Mientras mi hija ve la tele en el otro cuarto y aprende castellano, le entra por todos los poros pero aún no domina con absolutismo.

Este viaje ha sido, es y será uno de los más importantes en mi vida.
Venir sola con una nena chiquita, regresar después de 5 años de silencios y molestias constantes por no poder cerrar (ni querer reabrir) esa vieja herida que es irte de inmigrante a otro país. Con las vueltas de la vida, que te llevan no sólo a vivir lejos de tus afectos, sino a formar tu propia familia, empezar de nuevo por la millonésima vez, después de haber destruido, reconstruido y vuelto a destruir todo lo que alguna vez supuso ser tuyo.

Si me habré dado la cabeza contra la pared en todos estos años, creyendo que la felicidad era algo que estaba fuera de mí misma.
Y regresé a Buenos Aires, con el alma quebrada por las circunstancias de la vida; no teniendo trabajo ni dinero, conflictos amorosos, soledades, frustraciones, dolores (de los del alma y del cuerpo) y una sensación de no ser ni tener. Un gran vacío.



Volver es una forma de (re)encontrarse. Aunque las realidades nunca son ni serán las que quisiéramos, son las que hay y son mucho más de lo que esperaba.

Por lo pronto, el reencuentro es conmigo misma y también con mis (buenos) amigos. Esos que siempre están, más allá de las distancias y los años.

Y, aunque la felicidad es una gran palabra musitada al oído, los momentos en buena compañía son mucho más de lo que esperaba. Un baño de autoestima sí, pero más que nada el darme cuenta que no estoy sola.

Porque regresar también reabre esas heridas que uno quería ver bien enterradas. Por algo me mantenía bien alejada.
Convivir con las depresiones ajenas, y más cuando nos tocan de cerca, hace que el camino se vuelva espinoso.
Desde afuera uno fantasea con una puesta en escena que no es real. Desea, farfulla y se rebuzna una realidad que le gustaría tener pero que no es posible.
Y cuando se da contra la realidad tiende a pensar que todo es producto de una maldición o mala suerte. Ya se encuentra uno cabizbajo, con la cola entre las patas, juntando fuerza y coraje para regresar. Lo último que uno quiere es convivir con las miserias del otro. Y más cuando el otro es familia de uno.

En este proceso de reencuentro, me doy cuenta que tengo que aprender a dejar mis prejuicios atrás. Y aceptar las cosas como son. Aceptar a las personas como son, aun así no sean lo que yo quisiera.

Por eso, este estado del ser es un estado necesario.
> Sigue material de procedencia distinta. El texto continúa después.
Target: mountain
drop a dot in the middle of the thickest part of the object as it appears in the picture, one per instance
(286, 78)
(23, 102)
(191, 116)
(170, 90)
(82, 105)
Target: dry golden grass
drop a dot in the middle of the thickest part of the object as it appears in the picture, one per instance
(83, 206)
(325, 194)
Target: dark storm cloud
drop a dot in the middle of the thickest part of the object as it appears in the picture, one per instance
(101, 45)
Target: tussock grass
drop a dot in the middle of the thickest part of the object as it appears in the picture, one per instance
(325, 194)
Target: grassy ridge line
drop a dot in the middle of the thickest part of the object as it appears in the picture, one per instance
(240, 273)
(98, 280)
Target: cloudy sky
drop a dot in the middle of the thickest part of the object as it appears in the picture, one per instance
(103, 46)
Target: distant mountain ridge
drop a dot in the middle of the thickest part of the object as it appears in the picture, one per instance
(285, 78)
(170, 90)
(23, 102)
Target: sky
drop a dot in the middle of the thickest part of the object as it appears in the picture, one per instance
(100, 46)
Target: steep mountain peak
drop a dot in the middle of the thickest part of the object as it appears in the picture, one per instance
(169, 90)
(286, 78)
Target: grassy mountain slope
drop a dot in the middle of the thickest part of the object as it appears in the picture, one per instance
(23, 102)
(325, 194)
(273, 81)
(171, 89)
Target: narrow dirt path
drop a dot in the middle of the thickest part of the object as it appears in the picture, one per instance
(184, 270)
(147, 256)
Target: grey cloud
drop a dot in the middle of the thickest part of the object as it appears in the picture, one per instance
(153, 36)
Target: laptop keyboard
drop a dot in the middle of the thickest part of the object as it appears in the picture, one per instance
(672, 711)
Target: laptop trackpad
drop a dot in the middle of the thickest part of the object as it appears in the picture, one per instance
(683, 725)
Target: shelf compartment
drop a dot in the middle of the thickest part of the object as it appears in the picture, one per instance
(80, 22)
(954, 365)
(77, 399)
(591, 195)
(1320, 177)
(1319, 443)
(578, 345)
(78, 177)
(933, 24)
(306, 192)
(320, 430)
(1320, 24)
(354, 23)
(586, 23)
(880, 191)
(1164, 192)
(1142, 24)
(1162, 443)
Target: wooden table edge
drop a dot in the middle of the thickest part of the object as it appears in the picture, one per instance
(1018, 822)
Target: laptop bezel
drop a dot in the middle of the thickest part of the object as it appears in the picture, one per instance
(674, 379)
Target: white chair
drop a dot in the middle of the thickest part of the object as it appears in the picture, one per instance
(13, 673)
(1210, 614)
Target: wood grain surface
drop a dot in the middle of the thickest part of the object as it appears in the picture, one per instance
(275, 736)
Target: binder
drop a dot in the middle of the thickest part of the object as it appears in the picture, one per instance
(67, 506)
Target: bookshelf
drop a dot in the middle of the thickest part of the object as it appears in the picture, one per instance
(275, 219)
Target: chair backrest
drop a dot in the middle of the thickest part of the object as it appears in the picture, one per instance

Un estado de bienestar interior que sólo puede conseguirse cuando uno acepta y abraza lo que no quiere y no le gusta. Le da su lugar.

Para finalmente dejarlo ir. Lo suelta, como quien suelta la mano de un amor que se aleja y le desea todo lo mejor del mundo.

Engancharse emocionalmente con las frustraciones y las depresiones del otro no nos hace más fuertes. Nos hace más dependientes del afecto que no obtenemos, nos pone en un lugar nefasto, nos muestra una parte de nosotros que quisiéramos destruir para siempre.

Hay que dejar ser, hay que sacar a la luz. Sacarlo todo afuera, como la primavera.

En esta parte del mundo brilla el sol. Mientras los topos son ciegos a la luz del día, yo, mi alma y mi hija nos vamos a disfrutarlo.

Siento un gran agradecimiento por las personas que están y siempre estuvieron por mí. Sin ellos no sería la persona que hoy soy. Gracias por estar.